Reproducibility checklist

9Limitations & ethics

Geocoding accuracy. 90.4% of rows are exact address points; the remaining ~9.6% sit at street or postal-code centroids and are coarser by design. The geoLevel flag makes this explicit so analyses can exclude or down-weight imprecise rows.

Temporal scope. Listings are from 2018–19 and reflect that market, not current rents. The OSM extract is contemporaneous with processing, not with the listings.

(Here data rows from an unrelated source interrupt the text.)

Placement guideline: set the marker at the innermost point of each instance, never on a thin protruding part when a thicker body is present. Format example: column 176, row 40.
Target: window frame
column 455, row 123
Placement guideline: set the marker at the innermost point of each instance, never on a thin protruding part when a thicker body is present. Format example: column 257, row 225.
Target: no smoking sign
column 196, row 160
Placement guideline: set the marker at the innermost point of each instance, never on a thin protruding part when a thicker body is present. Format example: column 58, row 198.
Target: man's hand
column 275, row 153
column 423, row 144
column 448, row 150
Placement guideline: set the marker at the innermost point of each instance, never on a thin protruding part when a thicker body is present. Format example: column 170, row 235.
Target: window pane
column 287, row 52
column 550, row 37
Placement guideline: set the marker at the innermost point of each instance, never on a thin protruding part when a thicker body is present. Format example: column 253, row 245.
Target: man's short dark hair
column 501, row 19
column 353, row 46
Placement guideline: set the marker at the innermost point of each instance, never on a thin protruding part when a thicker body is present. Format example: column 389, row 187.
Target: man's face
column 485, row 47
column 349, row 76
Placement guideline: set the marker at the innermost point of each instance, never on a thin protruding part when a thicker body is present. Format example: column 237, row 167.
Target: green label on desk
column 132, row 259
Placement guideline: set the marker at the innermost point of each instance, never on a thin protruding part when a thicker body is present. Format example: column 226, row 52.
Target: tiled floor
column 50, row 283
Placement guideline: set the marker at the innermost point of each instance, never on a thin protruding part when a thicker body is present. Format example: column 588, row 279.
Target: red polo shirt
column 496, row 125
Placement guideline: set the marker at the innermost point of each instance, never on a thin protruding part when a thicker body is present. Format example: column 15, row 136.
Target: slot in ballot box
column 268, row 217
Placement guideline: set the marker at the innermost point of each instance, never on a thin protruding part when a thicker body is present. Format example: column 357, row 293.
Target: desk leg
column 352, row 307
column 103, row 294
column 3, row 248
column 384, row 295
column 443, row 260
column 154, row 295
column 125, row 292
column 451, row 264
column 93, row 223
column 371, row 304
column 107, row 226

Selection & portal bias. The data is one portal's online offers, not a census of the housing stock; price and composition are biased toward what was advertised on ImmoScout24.

Privacy & license. Records are public, aggregated property advertisements with no personal identifiers. Processing adds none. Reuse is bound by CC BY-NC-SA (attribution, non-commercial, share-alike); OSM-derived coordinates are © OpenStreetMap contributors under the ODbL.